Mencegah pembangunan sembilan pembangkit listrik tenaga batubara yang direncanakan di Indonesia akan membendung hampir 300 juta ton emisi dengan harga kurang dari 80 sen per ton CO2, berdasarkan analisis IESR yang didukung oleh The Rockefeller Foundation

 

JAKARTA, INDONESIA, 30 Mei 2023 ―Institute for Essential Services Reform (IESR), lembaga think tank  terkemuka di bidang energi dan lingkungan yang  berbasis di Jakarta, Indonesia, merilis sebuah analisis yang pertama kalinya di Indonesia mengenai  pengurangan pembangunan PLTU batubara, didukung oleh The Rockefeller Foundation.  Laporan Delivering Indonesia’s Power Sector Transition menemukan bahwa sembilan PLTU batubara  di Indonesia dapat dibatalkan dengan dampak yang minimal terhadap stabilitas dan keterjangkauan pasokan dan jaringan listrik, serta dapat menghindari sekitar 295 juta ton emisi CO2. Studi ini merekomendasikan pengurangan pembangunan PLTU batubara melalui pembatalan pembangkit listrik yang telah direncanakan, yang telah disepakati atau  kesepakatan awal  sebagai salah satu pendekatan yang paling hemat biaya dan berdampak positif terhadap lingkungan untuk mempercepat transisi energi yang berkeadilan di Indonesia.
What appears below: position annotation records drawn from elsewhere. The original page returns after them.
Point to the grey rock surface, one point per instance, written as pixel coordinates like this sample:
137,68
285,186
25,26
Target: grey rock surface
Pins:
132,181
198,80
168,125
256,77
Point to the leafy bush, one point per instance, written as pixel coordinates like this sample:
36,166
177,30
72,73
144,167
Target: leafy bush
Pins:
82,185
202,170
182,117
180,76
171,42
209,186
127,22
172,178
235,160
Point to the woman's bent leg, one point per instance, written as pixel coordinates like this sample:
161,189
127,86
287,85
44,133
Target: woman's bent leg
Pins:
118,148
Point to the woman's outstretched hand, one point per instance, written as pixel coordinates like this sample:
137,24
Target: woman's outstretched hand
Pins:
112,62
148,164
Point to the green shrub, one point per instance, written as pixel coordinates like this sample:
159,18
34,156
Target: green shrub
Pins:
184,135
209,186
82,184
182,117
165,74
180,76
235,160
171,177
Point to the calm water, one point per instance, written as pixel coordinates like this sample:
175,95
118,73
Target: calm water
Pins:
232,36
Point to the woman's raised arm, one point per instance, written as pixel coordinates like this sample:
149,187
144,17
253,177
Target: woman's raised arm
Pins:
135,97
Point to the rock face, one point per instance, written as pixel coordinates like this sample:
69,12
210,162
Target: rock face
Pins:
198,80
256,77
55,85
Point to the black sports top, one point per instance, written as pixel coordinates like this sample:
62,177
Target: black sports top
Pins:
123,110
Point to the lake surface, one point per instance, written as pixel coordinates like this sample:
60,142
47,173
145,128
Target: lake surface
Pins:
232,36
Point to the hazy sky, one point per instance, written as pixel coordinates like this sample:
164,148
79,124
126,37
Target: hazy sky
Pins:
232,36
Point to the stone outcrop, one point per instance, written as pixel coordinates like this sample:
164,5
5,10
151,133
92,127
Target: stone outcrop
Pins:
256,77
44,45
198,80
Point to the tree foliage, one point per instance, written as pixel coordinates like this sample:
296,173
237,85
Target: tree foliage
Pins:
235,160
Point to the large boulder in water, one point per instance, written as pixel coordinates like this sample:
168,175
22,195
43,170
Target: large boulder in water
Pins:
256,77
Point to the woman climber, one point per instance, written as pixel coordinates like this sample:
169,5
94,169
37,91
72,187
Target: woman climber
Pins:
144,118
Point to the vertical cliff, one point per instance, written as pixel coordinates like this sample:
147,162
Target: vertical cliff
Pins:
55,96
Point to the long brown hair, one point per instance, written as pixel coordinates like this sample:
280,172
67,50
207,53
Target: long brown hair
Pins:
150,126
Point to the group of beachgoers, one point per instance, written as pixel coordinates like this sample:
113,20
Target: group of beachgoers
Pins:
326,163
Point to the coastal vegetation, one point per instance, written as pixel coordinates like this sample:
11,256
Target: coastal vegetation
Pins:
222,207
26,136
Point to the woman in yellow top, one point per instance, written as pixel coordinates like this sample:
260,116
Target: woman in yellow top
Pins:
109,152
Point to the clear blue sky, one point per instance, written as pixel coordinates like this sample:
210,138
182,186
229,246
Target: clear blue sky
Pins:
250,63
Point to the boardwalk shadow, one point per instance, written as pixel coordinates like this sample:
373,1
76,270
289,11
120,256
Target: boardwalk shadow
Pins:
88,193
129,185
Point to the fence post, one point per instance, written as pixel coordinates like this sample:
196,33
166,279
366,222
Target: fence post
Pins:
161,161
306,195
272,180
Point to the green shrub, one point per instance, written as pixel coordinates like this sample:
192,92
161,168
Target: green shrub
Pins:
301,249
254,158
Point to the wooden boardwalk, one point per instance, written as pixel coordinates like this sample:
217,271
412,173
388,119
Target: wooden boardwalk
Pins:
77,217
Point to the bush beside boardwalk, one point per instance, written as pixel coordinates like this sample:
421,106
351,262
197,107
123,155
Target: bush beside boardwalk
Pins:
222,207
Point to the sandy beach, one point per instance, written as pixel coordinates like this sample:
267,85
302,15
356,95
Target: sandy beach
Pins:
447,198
“Kami mengembangkan pendekatan yang baru untuk melakukan analisis ini. Kami melihat satu demi satu dari setiap PLTU batubara  yang direncanakan di Indonesia. Berdasarkan sistem penilaian multi-kriteria, kami mengidentifikasi pembangkit listrik yang dapat dibatalkan, dan kemudian menilai implikasi hukum, keuangan, ketahanan sistem, keamanan energi, dan emisi karbon dari intervensi ini. Tim kami menggunakan citra satelit untuk melacak perkembangan pembangunan pembangkit listrik dari waktu ke waktu,” ujar Fabby Tumiwa, Direktur Eksekutif IESR.

“Terdapat sekitar  950 PLTU batubara yang direncanakan atau sedang dalam tahap pembangunan di seluruh dunia, yang jika dibangun, diprediksi akan menghasilkan emisi sekitar 78 miliar ton CO2 ke atmosfer selama siklus hidupnya,” ujar Joseph Curtin, Managing Director for Power and Climate, Rockefeller Foundation. “Analisis yang pertama kali dilakukan ini menggambarkan bahwa, dalam banyak kasus, terdapat pilihan yang lebih baik yang tersedia bagi para pembuat kebijakan, perusahaan utilitas, regulator, dan perencana sistem yang dapat mempercepat transisi dari bahan bakar fosil. Analisis ini juga dapat direplikasi di negara-negara lain yang memiliki jaringan pipa batu bara yang besar.”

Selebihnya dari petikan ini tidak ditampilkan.